The dilemma is named after German constitutional judge Ernst-Wolfgang Böckenförde.

Content[edit]

Böckenförde wrote that:

The liberal (German "freiheitlich"),[1] secularized state lives by prerequisites which it cannot guarantee itself. This is the great adventure it has undertaken for freedom's sake. As a liberal state it can only endure if the freedom it bestows on its citizens takes some regulation from the interior, both from a moral substance of the individuals and a certain homogeneity of society at large. On the other hand, it cannot by itself procure these interior forces of regulation, that is not with its own means such as legal compulsion and authoritative decree. Doing so, it would surrender its liberal character (freiheitlichkeit) and fall back, in a secular manner, into the claim of totality it once led the way out of, back then in the confessional civil wars.

— Ernst-Wolfgang Böckenförde, Staat, Gesellschaft, Freiheit. 1976, S. 60.

In a feudal state the king represents the ultimate power based on the divine right doctrine, the legitimacy of king's rule is transcendentally justified. In a republic there is no generally valid notion of sovereign, although in theory the people have sovereignty (popular sovereignty). But according to constitution the people hand over to some extent their sovereignty or government authority to state leaders and parliaments. In election coverage formulations like "the sovereign has decided" are used. The Böckenförde Dilemma alludes to the fact that in a democracy the legitimacy of the government is justified "from below" in contrast to absolutism. While the absolutist state demands loyalty from its citizens and through this loyalty can exercise its rule, the democratic state relies on democratic convictions of its citizens and can not enforce those convictions itself.
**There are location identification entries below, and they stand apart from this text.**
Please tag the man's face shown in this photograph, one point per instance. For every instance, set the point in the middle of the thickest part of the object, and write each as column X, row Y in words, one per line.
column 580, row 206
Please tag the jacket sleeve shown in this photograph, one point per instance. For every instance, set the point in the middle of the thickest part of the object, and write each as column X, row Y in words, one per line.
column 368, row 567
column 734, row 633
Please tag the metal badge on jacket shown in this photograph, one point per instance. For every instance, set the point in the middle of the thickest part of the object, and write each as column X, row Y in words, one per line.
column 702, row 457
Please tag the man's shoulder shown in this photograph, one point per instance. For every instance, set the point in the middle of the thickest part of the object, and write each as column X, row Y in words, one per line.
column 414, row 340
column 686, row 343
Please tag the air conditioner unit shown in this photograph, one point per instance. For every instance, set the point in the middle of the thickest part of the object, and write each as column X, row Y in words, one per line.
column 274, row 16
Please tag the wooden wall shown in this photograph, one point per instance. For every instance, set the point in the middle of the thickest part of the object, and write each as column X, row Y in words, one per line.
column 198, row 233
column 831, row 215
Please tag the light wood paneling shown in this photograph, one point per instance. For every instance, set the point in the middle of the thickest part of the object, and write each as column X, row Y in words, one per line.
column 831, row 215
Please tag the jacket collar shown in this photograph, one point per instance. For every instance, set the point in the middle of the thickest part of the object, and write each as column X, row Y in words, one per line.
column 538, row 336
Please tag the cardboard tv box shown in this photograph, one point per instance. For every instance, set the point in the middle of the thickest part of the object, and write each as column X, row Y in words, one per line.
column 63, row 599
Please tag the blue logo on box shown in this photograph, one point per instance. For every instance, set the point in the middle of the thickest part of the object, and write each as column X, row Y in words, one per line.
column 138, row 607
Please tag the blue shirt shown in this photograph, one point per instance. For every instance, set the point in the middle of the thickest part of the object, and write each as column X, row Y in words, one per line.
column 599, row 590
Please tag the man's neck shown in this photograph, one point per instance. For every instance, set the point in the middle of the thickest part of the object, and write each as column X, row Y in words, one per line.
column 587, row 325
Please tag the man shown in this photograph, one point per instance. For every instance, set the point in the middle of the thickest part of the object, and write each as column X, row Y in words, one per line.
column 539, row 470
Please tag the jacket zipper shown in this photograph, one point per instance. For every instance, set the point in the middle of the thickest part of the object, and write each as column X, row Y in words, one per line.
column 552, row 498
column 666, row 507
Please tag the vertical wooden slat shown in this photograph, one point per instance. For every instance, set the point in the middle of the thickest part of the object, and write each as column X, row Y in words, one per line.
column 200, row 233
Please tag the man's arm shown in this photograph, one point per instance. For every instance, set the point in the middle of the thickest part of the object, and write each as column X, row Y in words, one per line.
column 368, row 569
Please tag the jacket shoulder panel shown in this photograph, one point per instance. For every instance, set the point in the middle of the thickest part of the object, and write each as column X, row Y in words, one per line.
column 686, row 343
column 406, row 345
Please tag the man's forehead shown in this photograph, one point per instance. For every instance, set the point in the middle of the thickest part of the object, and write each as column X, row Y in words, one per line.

This leads to difficulties in answering the question of how a democratically constituted society can secure its survival and defend itself against threats. Böckenförde draws attention to the paradox that the state in the attempt to defend democracy with "the means of legal coercion and decrees from authority" would itself become a dictatorship because it would infringe upon the idea of people as sovereign.

Gerhard Czermak writes that Böckenförde is "fundamentally misunderstood when not instrumentalized" when it is concluded from his dilemma that "the state should promote churches and religious communities as sources of virtue in particular... He (Böckenförde) speaks of adventure and points to very different forces acting in society. He means that all groups with their own, also moral, worldview contribute to integration of a part of society."“[2]

In two interviews in 2009 and 2010 Böckenförde answered the critique that he had exaggerated the ethical force of religion: "This criticism misses the context in which I made this statement in 1964. Back then I was trying to explain to Catholics the origin of the secular, that is worldly, no longer religious state and dissolve their scepticism of it. This had happened before 1965 when at the end of the Second Vatican Council the Roman Catholic Church for the first time completely recognized the concept of religious freedom. In the face of this scepticism I urged Catholics to accept this state and engage in it, among other things with the argument that the state has to rely on their ethical shaping force."[3]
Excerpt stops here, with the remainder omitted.